Anche il biomarcatore per le malattie cardiovascolari può segnalare la demenza

Un nuovo studio suggerisce che un marker facilmente misurabile di aterosclerosi e rischio cardiovascolare può anche essere un segnale premonitore di declino cognitivo negli anziani e potenzialmente demenza.

Per lo studio, un team di ricerca della Flinders University in Australia e dell'Università di Aberdeen nel Regno Unito si è concentrato su un determinato marker del sangue noto come dimetilarginina asimmetrica (ADMA) e ha studiato i suoi effetti sulla cognizione in un gruppo di anziani. I dati per lo studio sono stati presi dalla coorte di nascita di Aberdeen del 1936.

L'ADMA è stata associata ad aterosclerosi (accumulo di grassi e altri depositi sulle pareti delle arterie) e malattie cardiovascolari (malattie che coinvolgono il cuore oi vasi sanguigni) in studi epidemiologici.

I ricercatori affermano che i risultati potrebbero supportare la ricerca di nuovi trattamenti preventivi e terapeutici per la demenza.

Precedenti studi su questo argomento si sono concentrati principalmente su una serie di anomalie riscontrate nel cervello malato. Tuttavia, gli studi osservazionali e gli studi clinici mirati a questi cambiamenti sono stati deludenti, suggerendo l'urgente necessità di comprendere meglio le cause della demenza e identificare nuovi marcatori di malattia.

A differenza di altri gruppi di studio sull'invecchiamento umano, i partecipanti all'Aberdeen Birth Cohort del 1936 furono sottoposti anche a test di intelligenza infantile all'età di 11 anni, un fattore predittivo chiave di intelligenza e salute nella vecchiaia.

Nella prima parte dello studio, i livelli di ADMA misurati nel 2000 (quando i partecipanti avevano 63 anni) erano associati a un declino nelle valutazioni delle prestazioni cognitive dopo quattro anni, ha affermato il professor Arduino Mangoni della Flinders University.

"Pertanto i risultati di questo studio suggeriscono che l'ADMA, un marker facilmente misurabile di aterosclerosi e rischio cardiovascolare, potrebbe essere un indicatore precoce del declino cognitivo nella vecchiaia - e forse della demenza", ha detto Mangoni, capo della Farmacologia clinica di Flinders.

La malattia di Alzheimer (AD), una malattia neurodegenerativa caratterizzata da un rapido declino cognitivo e una significativa disabilità nella vecchiaia, colpisce attualmente più di 5 milioni di americani. In Australia colpisce più di 342.000 residenti e si prevede che questo numero aumenterà a 400.000 in meno di un decennio. Le cause dell'AD a insorgenza tardiva sono in gran parte sconosciute e, nonostante un'ampia ricerca, non vi è ancora un chiaro consenso su biomarcatori robusti per prevedere l'insorgenza e la progressione della malattia e la risposta alle terapie.

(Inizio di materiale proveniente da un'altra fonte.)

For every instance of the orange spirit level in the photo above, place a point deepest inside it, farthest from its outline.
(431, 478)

La ricercatrice britannica Deborah Malden ha affermato che i risultati del nuovo studio dovrebbero essere affrontati con cautela e che sarebbero necessarie indagini più ampie con gruppi di studio più grandi.

"Dovremmo essere cauti nel sottolineare i risultati con i risultati dei 93 partecipanti qui", ha detto. "Ne sapremmo molto di più dopo aver ripetuto questo studio in una coorte su larga scala, potenzialmente decine di migliaia di individui, e forse uno studio genetico MR (randomizzazione mendeliana)".

Anche così, se i risultati dello studio iniziale sono confermati in test su larga scala, il team di ricerca spera che i risultati possano aprire la strada alla classificazione del rischio di demenza a livello di popolazione e forse allo sviluppo futuro di strategie terapeutiche per ridurre i livelli di ADMA e / o rallentare la progressione del declino cognitivo nella vecchiaia.

Il nuovo articolo è pubblicato nel Giornale internazionale di psichiatria geriatrica.